Now we know credits roll for 20 years and people still deny there is anything wrong.
This is why ordinary Russians liked Putin and why the strongman is a popular political figure. Democracy does need a way to fix scandals like this. (Cf the selling of hundreds of millions of pounds of Tyneside property for one pound an acre)
Yeah, I'm amazed that no-one has been prosecuted for fraud and/or perjury. As the Post Office "reclaimed" money from the sub postmasters and execs got bonuses for that, I fail to see how that isn't blatant fraud.
Yes I had forgotten about that - if an exec had knowledge of this contract and got a bonus then … yeah …
My thinking is this is a moral hazard for all large orgs - that if you are an exec in this awkward position you need to know that even after twenty years they will still take your life savings and put you in jail if you don’t blow the whistle.
I am of course not a historian, but whenever some historical (or contemporary political theory) flies against what we know about human nature, I always hold it in deep suspicion
I am struggling with a why for this (other than “huh cool, that will get investors”). All the jurisdiction and regulation arguments and the “we could get the costs down” seem to meet the objection of “for the same investment we could do just as well or better on the ground”.
The one that does not is the physics of the whole thing. I struggle to work out how exactly but being slightly time dilated compared to the ground does not seem like a win, but being able to gather data from opposite sides of the planet slightly faster than cables does seem like a potential win. Most stock exchanges make a significant chunk of their revenues renting out data space, so it seems a possibility.
I’m not one for conspiracy theories, but since SpaceX is the only launch services provider that could actually put one of these in orbit, this smells a lot like hyperloop to me — an unserious proposal that serves as a distraction and furthers Musk’s aims, and benefits anyone who can get close enough to the piles of cash that VCs will drop on this.
You know what’s easier and cheaper than putting a data center in space? Putting one literally anywhere else other than space.
If you have never played the backwards-lifetime game, you should.
Take your current age and work backwards that same number of days, months and years before your birth. Every year something else remarkable is added.
At my current backwards age, World War II is the best part of two decades away; the UK is still recovering from World War I. Rocket 88, the first rock and roll song, won't be written for nearly another three decades.
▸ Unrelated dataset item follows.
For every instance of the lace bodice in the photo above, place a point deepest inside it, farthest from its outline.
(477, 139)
Women still can't vote in the UK, the Wall Street Crash is several years away.
When my father (who knew one of the most important men in medical history in his younger days and who was working in medicine not long after the NHS was founded) died, his backwards age reached back before the germ theory of modern medicine.
Another interesting game is to use your "oocyte age" — about 32 weeks before your mother was born is roughly when the oocyte developed that led to your egg. In my case this too is before World War II started.
Oh I like the oocyte idea - it’s actually concrete
It reminds me as well that I am a wave - the cells that make up my body have all been formed from food I ate in the past decade or so - my skin my liver my heart my brain. None of it is what is was when I was 18. But I still think it is.
And that reaches back to my mothers own birth is amazing.